BEIRUT (AP) -- About 30 security agents showed up just after midnight, breaking down the door to an apartment in the town of Daraya near the Syrian capital of Damascus. They grabbed a 24-year-old university student and drove off.
That was a year ago. The young man, who had been providing aid to Syrians displaced by the country's civil war, was never heard from again. His family was told by former prisoners that he ended up in one of the torture dungeons of President Bashar Assad's regime. They don't know if he's dead or alive.
More than two years into the conflict, such accounts have become chillingly familiar to Syrians. Intelligence agents have been seizing people from homes, offices and checkpoints, and human rights activists say the targets often are peaceful regime opponents, including defense lawyers, doctors and aid workers.

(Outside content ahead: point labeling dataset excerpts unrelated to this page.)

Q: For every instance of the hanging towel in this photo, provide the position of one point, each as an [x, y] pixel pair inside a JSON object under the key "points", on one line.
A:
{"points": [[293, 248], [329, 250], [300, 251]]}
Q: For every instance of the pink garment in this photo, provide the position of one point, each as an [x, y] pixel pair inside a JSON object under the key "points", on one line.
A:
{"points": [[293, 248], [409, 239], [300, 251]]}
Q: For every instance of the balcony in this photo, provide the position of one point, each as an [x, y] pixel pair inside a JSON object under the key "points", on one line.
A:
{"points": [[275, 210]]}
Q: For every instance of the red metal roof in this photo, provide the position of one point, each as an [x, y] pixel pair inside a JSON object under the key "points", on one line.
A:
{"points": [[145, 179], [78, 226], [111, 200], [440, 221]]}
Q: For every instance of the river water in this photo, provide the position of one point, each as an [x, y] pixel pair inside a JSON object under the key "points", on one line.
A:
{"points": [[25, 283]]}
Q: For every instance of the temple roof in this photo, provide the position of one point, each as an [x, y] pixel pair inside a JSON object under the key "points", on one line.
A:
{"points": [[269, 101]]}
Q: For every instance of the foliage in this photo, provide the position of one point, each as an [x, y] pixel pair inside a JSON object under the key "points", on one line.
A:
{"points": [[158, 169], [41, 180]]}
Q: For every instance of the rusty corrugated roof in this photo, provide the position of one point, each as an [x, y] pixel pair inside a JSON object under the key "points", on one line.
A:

Syrian human rights monitors say the number of those disappeared without a trace is now in the thousands. By comparison, the official figure of those who disappeared in Argentina's "dirty war" of the 1970s and 1980s is about 13,000, though rights activists say the actual figure is more than twice that.
In such "enforced disappearances," governments refuse to acknowledge detentions or provide information about those taken. The point traditionally is to get rid of opponents and scare the rest of the population into submission -- a rationale laid out in Adolf Hitler's "Nacht und Nebel (Night and Fog)" decree of 1941.
In Syria, the goal is to "terrorize the society and dry up the revolution," said Anwar al-Bounni, a veteran defense lawyer and human rights campaigner in Damascus. "The regime focuses on arresting peaceful activists to turn it purely into an armed conflict."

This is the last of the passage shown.